But then, we read this:
It is not always easy to devote time for your spouse, Pastor Young admitted. Just three days into the sex challenge he said he was so tired after getting up before dawn to talk about the importance of having more sex in marriage that he crashed on the bed around 8 p.m. on Tuesday night.
Mrs. Young tried to shake him awake, telling her husband, “Come on, it’s the sex challenge.” But Mr. Young murmured, “Let’s just double up tomorrow,” and went back to sleep.
Check out the rest, here. The NY Times will probably require you to register. Some might seek assistance at Bugmenot, but that's up to you.
There are many things I dislike about monotheistic religion in general and loathe about pentecostalism in particular, but I only have heartfelt sympathy for people who have deliberately treated sex for years like a fertilization device to produce newer, better religious zealots--and are suddenly deciding that it's both fun and a source of wonderful intimacy.
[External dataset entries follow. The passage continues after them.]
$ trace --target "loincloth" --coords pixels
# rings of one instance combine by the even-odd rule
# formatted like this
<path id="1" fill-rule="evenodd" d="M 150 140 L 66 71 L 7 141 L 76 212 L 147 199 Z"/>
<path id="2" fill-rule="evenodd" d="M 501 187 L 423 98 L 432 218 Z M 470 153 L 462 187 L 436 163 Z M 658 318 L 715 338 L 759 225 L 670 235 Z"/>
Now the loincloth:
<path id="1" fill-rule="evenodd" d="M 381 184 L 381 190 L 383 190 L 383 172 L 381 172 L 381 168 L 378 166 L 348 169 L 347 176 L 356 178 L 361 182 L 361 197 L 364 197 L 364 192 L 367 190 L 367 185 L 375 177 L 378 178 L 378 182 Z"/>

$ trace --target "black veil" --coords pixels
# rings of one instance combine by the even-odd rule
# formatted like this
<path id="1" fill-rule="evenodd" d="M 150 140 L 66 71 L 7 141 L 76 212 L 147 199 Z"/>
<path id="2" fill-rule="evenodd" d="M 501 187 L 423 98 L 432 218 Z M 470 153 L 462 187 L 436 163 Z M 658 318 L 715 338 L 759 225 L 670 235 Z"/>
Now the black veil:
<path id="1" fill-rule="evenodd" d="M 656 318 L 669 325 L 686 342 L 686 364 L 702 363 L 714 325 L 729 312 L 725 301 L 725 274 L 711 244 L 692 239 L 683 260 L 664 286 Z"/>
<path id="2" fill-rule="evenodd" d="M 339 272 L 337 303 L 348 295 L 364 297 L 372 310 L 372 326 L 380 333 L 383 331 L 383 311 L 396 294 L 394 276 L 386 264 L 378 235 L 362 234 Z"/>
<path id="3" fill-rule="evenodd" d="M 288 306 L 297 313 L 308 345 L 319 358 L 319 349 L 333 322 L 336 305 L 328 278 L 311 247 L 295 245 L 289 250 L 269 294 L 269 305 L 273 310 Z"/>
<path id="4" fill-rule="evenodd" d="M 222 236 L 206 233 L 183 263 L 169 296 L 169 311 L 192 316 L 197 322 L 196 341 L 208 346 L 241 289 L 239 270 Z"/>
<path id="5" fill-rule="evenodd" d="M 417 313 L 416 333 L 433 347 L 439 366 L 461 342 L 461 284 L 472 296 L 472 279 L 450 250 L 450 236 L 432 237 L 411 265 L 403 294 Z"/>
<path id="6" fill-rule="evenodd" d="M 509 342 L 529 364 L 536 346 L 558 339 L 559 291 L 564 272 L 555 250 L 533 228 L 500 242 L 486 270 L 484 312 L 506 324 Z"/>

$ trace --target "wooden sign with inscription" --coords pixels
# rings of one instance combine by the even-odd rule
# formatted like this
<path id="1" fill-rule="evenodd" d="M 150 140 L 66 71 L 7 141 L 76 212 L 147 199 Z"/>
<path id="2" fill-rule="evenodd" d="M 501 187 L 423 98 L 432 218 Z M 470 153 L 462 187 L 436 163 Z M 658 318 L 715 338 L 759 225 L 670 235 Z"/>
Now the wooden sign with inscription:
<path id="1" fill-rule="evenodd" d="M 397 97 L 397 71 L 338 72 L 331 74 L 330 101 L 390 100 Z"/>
Kind of like using a winery you've let go to wreck among dampness and mildew for a century, only to expect it to turn out quality wine in a season. These things take time to recondition, you know. Perhaps the pastor could practice in private. Numerous assignations for Mr. Hand should help him unclog those rusty drains. Living is always hardest after you've embraced death in life. Let us all drop a tear for Reverend Young, and hope he gets his purple-headed warrior ready for a nice, refreshing series of trips to Tuna Town, and soon.